Chatham Rock Phosphate is sharing its experience of New Zealand’s environmental consenting regime to assist Namibia in designing an environmental assessment process for its seabed phosphate resources.
The Namibian government sought input from interested parties to define the content of an Environmental Impact Assessment (EIA) of phosphate mining off Namibia and on-shore phosphate processing.
CRP has just concluded a process seeking a marine consent from New Zealand’s Environmental Protection Authority. A decision will be announced next week, the company said.
CRP has applied through a Namibian subsidiary to explore marine phosphate deposits in Namibian waters. The applications will be considered by the Ministry of Mines and Energy when Namibia’s regional EIA is completed and the moratorium on exploration is lifted.
Managing Director Chris Castle said CRP decided to comment on the Namibia seabed environmental assessment project given the company’s first-hand New Zealand experience.
“CRP’s environmental research and consultation had to be of the highest quality to comply with the rigorous standards demanded by the EPA process. This was demonstrated by the fact that the conferencing between experts during the marine consent hearing process achieved broad levels of agreement on most of our scientific findings.

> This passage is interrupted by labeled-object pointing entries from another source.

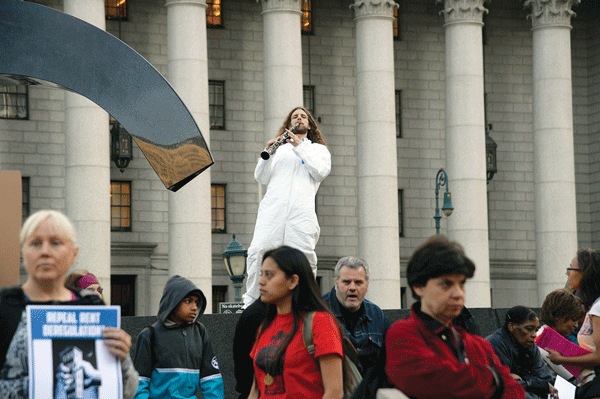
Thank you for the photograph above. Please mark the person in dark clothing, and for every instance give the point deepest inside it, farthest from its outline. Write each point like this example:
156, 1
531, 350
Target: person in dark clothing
514, 344
364, 323
174, 356
243, 341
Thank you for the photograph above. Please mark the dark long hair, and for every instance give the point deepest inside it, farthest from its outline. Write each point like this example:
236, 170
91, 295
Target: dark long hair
314, 134
306, 297
588, 261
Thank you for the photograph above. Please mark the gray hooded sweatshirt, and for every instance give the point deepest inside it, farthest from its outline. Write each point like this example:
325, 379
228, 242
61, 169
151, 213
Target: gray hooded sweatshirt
177, 360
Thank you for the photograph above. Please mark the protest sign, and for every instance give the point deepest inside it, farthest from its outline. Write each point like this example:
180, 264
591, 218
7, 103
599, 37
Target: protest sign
67, 356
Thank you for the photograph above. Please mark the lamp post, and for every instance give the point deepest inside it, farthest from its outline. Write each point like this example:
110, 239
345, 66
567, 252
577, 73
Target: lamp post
490, 153
121, 152
234, 257
441, 180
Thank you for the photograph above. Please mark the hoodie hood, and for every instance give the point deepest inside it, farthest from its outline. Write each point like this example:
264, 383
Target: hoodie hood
176, 289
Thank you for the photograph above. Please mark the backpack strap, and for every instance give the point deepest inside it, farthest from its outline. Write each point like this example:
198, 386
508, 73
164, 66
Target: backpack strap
12, 304
307, 334
152, 344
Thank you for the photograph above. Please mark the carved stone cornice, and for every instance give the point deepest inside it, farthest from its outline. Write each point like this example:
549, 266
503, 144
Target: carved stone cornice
456, 11
281, 5
201, 3
510, 269
374, 8
551, 12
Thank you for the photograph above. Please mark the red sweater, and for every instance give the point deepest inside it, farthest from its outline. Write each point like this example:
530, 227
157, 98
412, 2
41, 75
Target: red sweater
422, 366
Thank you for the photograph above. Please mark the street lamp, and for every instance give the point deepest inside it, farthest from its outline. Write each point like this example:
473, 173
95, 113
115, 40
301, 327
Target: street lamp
234, 257
441, 180
490, 154
121, 152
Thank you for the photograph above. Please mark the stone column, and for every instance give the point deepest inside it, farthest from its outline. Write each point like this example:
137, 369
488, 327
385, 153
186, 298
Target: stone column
553, 149
282, 61
190, 240
87, 166
378, 236
465, 140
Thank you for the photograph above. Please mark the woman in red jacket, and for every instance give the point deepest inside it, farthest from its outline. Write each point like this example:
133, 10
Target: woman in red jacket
428, 357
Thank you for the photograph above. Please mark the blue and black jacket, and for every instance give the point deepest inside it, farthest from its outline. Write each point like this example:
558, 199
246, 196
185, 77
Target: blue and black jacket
176, 361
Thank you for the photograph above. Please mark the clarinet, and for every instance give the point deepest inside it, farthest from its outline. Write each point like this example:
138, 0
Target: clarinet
266, 154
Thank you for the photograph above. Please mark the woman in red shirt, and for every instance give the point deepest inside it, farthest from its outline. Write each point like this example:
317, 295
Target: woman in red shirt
283, 368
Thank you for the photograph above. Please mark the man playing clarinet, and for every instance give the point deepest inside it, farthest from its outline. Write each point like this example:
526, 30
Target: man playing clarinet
286, 215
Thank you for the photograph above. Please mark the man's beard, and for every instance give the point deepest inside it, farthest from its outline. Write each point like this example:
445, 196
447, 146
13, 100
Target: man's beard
301, 130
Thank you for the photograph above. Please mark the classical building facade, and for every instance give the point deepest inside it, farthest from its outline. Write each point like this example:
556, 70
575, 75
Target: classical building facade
398, 90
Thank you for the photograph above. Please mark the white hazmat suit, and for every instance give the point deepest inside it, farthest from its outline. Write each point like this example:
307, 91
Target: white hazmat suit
286, 215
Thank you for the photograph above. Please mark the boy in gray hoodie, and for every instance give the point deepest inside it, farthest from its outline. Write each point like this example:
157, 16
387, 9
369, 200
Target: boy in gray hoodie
174, 356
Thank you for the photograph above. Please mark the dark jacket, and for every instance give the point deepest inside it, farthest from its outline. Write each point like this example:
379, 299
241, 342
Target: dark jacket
527, 363
177, 360
369, 333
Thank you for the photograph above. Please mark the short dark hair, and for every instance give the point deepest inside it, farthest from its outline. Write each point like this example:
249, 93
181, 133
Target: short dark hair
588, 261
561, 304
518, 315
437, 257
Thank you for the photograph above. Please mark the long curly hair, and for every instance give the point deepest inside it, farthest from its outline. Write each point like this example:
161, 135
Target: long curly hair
314, 134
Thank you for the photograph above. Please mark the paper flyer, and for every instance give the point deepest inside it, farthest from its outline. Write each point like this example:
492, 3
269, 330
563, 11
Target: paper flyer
549, 338
67, 356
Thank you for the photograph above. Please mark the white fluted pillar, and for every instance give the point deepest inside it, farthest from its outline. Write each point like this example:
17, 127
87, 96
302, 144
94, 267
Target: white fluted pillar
87, 166
282, 61
190, 245
553, 149
378, 237
465, 140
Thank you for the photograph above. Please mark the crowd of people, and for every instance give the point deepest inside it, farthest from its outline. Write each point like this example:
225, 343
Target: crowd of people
291, 341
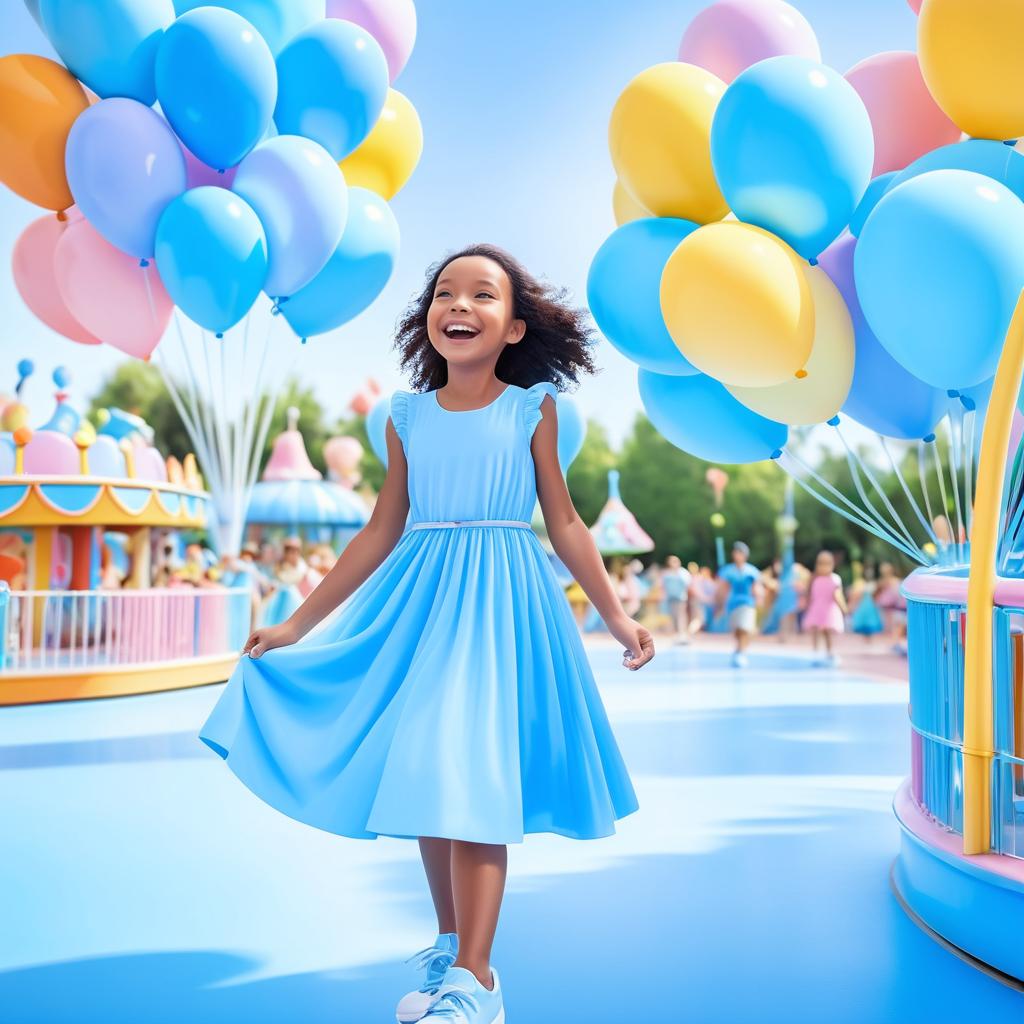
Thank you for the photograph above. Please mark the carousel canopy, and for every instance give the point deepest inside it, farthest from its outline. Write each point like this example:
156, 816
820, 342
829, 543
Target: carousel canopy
616, 531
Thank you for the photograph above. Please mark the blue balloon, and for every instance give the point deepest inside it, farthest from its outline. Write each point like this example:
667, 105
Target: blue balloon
939, 267
697, 415
792, 147
301, 198
873, 193
217, 84
624, 292
275, 20
994, 160
884, 396
332, 83
356, 271
124, 166
211, 252
111, 46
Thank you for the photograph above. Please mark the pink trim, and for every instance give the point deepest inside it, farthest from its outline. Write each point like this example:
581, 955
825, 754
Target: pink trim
940, 585
951, 844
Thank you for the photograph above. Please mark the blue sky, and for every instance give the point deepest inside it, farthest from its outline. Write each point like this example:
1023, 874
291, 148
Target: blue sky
514, 99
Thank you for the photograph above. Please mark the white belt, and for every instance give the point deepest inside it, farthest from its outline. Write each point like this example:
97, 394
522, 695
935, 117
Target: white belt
471, 522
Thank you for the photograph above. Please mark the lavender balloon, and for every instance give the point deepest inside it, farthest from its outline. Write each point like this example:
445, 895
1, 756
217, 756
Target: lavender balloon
124, 167
300, 196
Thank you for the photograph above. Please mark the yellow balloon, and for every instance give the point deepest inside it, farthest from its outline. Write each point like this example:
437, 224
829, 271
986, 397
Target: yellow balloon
659, 137
39, 100
626, 207
970, 54
819, 395
387, 157
736, 302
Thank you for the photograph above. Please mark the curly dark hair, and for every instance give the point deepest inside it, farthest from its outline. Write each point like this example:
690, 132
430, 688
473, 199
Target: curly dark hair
556, 346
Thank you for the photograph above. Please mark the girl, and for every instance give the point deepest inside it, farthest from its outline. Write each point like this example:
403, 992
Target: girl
825, 605
452, 699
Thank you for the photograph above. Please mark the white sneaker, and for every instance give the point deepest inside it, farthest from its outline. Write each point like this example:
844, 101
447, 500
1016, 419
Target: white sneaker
436, 960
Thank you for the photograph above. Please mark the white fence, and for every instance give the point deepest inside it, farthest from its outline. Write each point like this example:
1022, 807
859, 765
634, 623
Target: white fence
67, 631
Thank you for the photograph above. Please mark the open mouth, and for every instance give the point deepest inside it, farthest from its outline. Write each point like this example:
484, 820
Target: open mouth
460, 332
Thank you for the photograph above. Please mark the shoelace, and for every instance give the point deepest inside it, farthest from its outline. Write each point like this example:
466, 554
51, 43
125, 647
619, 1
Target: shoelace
426, 958
455, 1003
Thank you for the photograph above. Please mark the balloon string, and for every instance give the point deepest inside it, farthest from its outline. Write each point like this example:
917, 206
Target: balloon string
856, 517
894, 465
857, 467
855, 513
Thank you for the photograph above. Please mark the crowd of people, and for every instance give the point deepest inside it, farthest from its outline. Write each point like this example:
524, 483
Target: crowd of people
782, 600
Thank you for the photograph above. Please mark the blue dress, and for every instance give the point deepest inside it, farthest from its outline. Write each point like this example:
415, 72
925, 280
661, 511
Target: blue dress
451, 695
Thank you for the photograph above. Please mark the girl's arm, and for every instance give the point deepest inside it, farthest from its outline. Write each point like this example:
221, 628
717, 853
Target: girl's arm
361, 556
573, 544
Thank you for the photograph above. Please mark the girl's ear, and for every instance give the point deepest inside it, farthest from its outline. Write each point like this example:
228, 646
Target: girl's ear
516, 332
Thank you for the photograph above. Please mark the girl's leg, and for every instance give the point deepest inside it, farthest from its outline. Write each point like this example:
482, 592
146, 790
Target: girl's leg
436, 854
478, 871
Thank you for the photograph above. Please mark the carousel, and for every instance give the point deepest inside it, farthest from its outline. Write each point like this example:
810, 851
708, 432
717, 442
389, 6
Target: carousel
89, 519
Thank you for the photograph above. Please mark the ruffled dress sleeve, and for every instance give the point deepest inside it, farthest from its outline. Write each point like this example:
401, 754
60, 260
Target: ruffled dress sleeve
531, 414
399, 416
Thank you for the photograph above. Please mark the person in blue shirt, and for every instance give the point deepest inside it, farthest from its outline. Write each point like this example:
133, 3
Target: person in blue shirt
739, 591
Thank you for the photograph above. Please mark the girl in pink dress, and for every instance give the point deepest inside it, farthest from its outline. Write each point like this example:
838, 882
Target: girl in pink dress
825, 605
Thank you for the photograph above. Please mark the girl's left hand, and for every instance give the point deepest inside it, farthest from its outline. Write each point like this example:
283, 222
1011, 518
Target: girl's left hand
638, 642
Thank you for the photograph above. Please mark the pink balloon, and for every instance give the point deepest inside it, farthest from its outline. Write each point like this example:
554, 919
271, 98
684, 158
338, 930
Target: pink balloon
117, 299
729, 36
32, 263
905, 119
391, 23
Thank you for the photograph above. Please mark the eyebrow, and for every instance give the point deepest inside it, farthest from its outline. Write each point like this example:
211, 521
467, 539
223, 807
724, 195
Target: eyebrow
479, 281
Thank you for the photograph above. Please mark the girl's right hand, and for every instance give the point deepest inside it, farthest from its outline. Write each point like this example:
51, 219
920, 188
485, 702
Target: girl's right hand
268, 637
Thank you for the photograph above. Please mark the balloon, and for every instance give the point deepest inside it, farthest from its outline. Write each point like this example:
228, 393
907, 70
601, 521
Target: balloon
819, 395
119, 301
111, 45
39, 101
124, 166
217, 84
939, 268
301, 199
736, 302
905, 120
387, 157
275, 20
884, 396
993, 160
697, 415
32, 264
198, 173
391, 23
624, 292
970, 56
625, 207
212, 255
729, 36
872, 194
669, 172
354, 274
792, 147
332, 86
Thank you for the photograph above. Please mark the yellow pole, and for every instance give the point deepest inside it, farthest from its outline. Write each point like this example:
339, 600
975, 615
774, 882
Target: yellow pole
981, 589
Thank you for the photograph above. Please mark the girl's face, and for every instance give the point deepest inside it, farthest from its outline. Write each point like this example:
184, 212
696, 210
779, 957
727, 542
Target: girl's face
471, 315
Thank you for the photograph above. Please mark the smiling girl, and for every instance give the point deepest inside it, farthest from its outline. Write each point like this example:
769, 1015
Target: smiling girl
451, 700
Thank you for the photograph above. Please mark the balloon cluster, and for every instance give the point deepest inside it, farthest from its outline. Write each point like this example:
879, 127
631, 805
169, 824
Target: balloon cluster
265, 165
795, 243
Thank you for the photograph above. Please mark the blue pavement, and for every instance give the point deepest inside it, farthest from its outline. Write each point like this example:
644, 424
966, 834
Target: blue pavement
142, 884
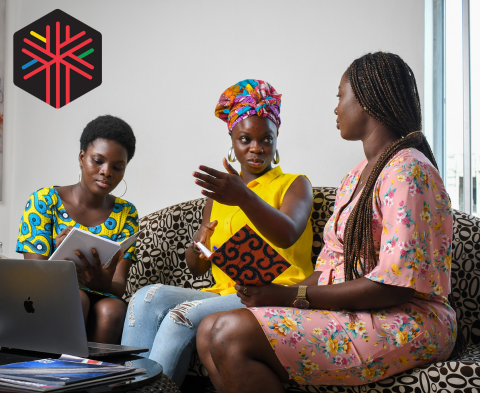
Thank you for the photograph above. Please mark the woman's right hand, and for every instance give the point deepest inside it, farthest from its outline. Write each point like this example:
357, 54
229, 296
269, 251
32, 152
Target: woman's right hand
204, 234
62, 235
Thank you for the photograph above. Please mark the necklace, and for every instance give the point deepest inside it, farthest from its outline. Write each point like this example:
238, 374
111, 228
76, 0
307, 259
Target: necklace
361, 182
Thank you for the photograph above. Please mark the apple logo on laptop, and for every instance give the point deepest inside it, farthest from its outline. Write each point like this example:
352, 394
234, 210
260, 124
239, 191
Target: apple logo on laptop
28, 304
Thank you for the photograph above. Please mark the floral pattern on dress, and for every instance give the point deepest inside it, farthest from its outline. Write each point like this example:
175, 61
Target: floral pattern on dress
412, 226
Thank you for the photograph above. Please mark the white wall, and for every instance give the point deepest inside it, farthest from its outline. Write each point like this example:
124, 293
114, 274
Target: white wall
165, 64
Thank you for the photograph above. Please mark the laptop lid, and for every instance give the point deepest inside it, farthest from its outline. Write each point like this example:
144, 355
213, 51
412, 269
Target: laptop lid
40, 308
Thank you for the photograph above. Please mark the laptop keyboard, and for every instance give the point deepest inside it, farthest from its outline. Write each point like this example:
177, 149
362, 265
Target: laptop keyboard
100, 350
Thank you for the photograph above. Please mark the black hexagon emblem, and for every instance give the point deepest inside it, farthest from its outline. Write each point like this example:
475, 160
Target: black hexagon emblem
57, 58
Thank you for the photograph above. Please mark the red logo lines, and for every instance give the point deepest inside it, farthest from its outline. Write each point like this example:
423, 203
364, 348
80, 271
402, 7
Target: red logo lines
57, 59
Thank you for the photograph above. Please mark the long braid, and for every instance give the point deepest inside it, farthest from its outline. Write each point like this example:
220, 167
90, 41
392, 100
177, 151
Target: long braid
385, 87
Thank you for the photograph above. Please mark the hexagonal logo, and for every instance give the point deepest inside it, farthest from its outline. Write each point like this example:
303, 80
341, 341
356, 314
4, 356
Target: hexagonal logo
57, 58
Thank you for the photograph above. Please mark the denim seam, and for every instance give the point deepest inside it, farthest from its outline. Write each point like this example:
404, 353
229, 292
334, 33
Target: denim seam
131, 315
179, 312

“We were told by Namibian government officials that New Zealand is viewed as developing international best practice standards for marine mining and so we are keen to support efforts for that to be achieved as widely as possible.”
CRP was awarded a mining permit over the key resource area on the Chatham Rise in December 2013 and submitted its Environmental Impact Assessment in May 2014 as a prelude to the marine consent process.
“More than $30 million has been spent on the project in the last seven and a half years covering exploration, engineering and environmental studies,” Castle said. “CRP investigations have contributed to the Chatham Rise being now regarded as one of the best researched and understood marine environments in the New Zealand Exclusive Economic Zone.”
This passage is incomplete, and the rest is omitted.